Input File

SPARC input is configured via a single YAML file (input.yaml). It is divided into sections for different tasks — each task (ab initio MD, MLIP training, ML-MD, Active Learning) can be enabled or disabled independently.

sparc -i input.yaml

General Settings

Specifies the input structure file. Supports a single file or a list of files (used for multiple independent MD runs).

general:
  structure_file: "POSCAR"             # single file         [Required]
  # structure_file:                    # or a list of files
  #   - "POSCAR_1"
  #   - "POSCAR_2"

Note

VASP POSCAR, xyz, cif, and any other format supported by ASE can be used. For Gaussian and ORCA, periodicity is automatically removed if present.

DFT Calculator

Defines the DFT engine, template file, and optional executable path. Supported engines: VASP, CP2K, ORCA, xTB, QE, Gaussian.

dft_calculator:
  engine: "VASP"                       # DFT engine name                  [Required]
  template_file: "INCAR"               # Engine-specific template file     [Required]
  exe_command: "mpirun -np 4 vasp_std" # Executable command (auto-detect if omitted) [Optional]

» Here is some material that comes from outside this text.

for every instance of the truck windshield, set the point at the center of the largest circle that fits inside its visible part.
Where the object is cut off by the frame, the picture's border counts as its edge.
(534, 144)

Each engine reads its template differently:

Engine	Template file	Notes
`VASP`	`INCAR`	Standard VASP INCAR format
`CP2K`	`cp2k_template.inp`	CP2K input file (comments stripped)
`ORCA`	`orca_template.inp`	ORCA simple input format
`xTB`	`xtb_template.inp`	`key = value` file
`QE`	`qe_template.in`	Quantum ESPRESSO `pw.x` input; k-points default to Gamma
`Gaussian`	`gaussian_template.inp`	`key = value` file; always non-periodic

AB Initio MD (AIMD)

Controls the ab initio MD run driven by the DFT calculator. Set steps: 0 (default) to skip AIMD entirely.

aimd_setup:
  ensemble: "NVT"            # Ensemble: NVT, NVE, or NPT               [Required]
  temperature: 300.0         # Temperature in Kelvin                     [Required]
  temp_end: null             # Ramp temperature to this value (optional) [Optional]
  timestep_fs: 1.0           # MD timestep in femtoseconds               [Optional, Default: 1.0]
  steps: 500                 # Number of AIMD steps (0 = skip AIMD)      [Required]
  log_frequency: 10          # Output frequency in steps                 [Optional, Default: 1]
  restart: false             # Resume from checkpoint                    [Optional, Default: false]

  thermostat:
    type: "Nose"             # Nose-Hoover or Langevin                   [Required]
    tdamp: 2.0               # Damping time for Nose-Hoover (fs)         [Required for Nose]
    # friction: 0.01         # Friction coefficient for Langevin         [Required for Langevin]

  plumed:
    enabled: false           # Enable PLUMED enhanced sampling           [Optional, Default: false]
    plumed_file: "plumed_dft.dat"  # PLUMED input file                   [Required if enabled]
    kT: 0.02585              # kT in eV (300 K ≈ 0.02585)               [Optional]
    restart: false           # Restart PLUMED from checkpoint            [Optional]

Note

Bias force correction (aimd_setup.plumed.force_correction) is available for PLUMED-biased AIMD trajectories. When PLUMED applies a bias (e.g. metadynamics or umbrella sampling), the recorded forces include the bias contribution. Force correction subtracts the PLUMED bias forces from each frame before the trajectory is used for MLIP training, ensuring models are trained on physical (unbiased) forces only. Full documentation will be added in a future release.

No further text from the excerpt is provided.